To give the paticipants ownership and warm them up for the next part, we firstly told the participants our story about this project, and then warmed them up by an exercise that asked them to write down user painpoints and needs from one specific scenario we gave.
Screenshot of the workshop in the beginning
Screenshot of the workshop while using Miro
To get more design ideas from the participants, we made two rounds of crazy 8s with the rules that the participants had to write down one idea/solution in every minute. We led the discussion and voting section after each round to let the participants understand more points of view and get inspired.
Screenshot of the crazy 8s canvas
To see the participants' UI perference without abstract concepts, we used a canvas which had a set of UI components for the participants to make their design ideas visualized.

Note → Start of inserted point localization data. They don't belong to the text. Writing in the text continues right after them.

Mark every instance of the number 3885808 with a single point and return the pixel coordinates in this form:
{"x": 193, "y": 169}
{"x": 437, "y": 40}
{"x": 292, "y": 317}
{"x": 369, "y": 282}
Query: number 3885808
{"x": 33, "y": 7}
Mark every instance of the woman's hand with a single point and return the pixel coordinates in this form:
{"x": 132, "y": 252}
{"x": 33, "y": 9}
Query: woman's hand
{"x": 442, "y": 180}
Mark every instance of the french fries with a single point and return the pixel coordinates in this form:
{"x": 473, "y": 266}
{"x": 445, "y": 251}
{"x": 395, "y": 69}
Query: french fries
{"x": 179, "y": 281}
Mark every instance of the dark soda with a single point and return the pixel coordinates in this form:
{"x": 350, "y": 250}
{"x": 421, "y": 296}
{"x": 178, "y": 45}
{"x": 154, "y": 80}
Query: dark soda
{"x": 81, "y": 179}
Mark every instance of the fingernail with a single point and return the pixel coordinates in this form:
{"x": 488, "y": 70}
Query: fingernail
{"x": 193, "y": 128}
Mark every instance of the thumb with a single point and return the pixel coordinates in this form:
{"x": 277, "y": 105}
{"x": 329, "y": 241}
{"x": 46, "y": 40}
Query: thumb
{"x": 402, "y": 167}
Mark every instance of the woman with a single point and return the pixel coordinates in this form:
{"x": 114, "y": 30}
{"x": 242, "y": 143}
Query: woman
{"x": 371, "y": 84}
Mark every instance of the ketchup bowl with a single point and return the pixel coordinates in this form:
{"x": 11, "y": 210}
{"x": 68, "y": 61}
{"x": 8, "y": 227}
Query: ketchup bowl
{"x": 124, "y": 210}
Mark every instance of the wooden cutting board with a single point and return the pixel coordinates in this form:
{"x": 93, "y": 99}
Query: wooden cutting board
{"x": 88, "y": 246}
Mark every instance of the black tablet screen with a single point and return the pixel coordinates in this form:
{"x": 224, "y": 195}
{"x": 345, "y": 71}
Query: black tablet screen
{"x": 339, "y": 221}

Screenshot of ideation sketching co-creation
To ensure that we are on the same page regarding the result of each group, we invited the participants to share their ideation sketching and made further discussion if needed.
Screenshot of ideation sketching co-creation
After two meetings with the engineers for modifying the flow chart, we ended up using this version of UX flow as the reference when drawing the wirefarme.
UX flow chart of CScloud
Based on the previous information, I made this wireframe after three revisions.
Wireframe of CScloud
The UI design was our final solution which were already shown on the upper part of this page. I made it an interactive prototype with the help of Figma.
CScloud Demo
The stakeholders were glad that our design met both the users' and their goals. Moreover, they are willing to make iterations if needed. As for the real-world impact, since the platform is still developing now, it will be seen in 2-3 months.
It was my first time designing with web-hosting knowhow. Thus, I still had a lot to improve. Below were my reflections that push me to do better in the future!
First of all, in user interviewing, the note taker and I was not familiar with IT knowledge so we lost some user data. Although we tried to compensate it by asking the engineers afterward, it wasn't good enough. On this issue, my refIection was that I could learn more technical terms beforehand, and the note taker could be the one with IT background if possible.
Secondly, we aimed too high at the outcome of workshop. We initially wanted to get not only the ideas for HMW solutions but also UI suggestions. It ended up breaking the flow of our workshop because the result of "step 2 - Crazy 8s" was not really directly correlated with "step 3 - Ideation Sketching." My reflection was only focusing on one issue in one workshop.
Last but not least, we haven't made RWD for mobile phones. For those who want to monitor their services without computers, it's nice to have a mobile version for them to access the platform.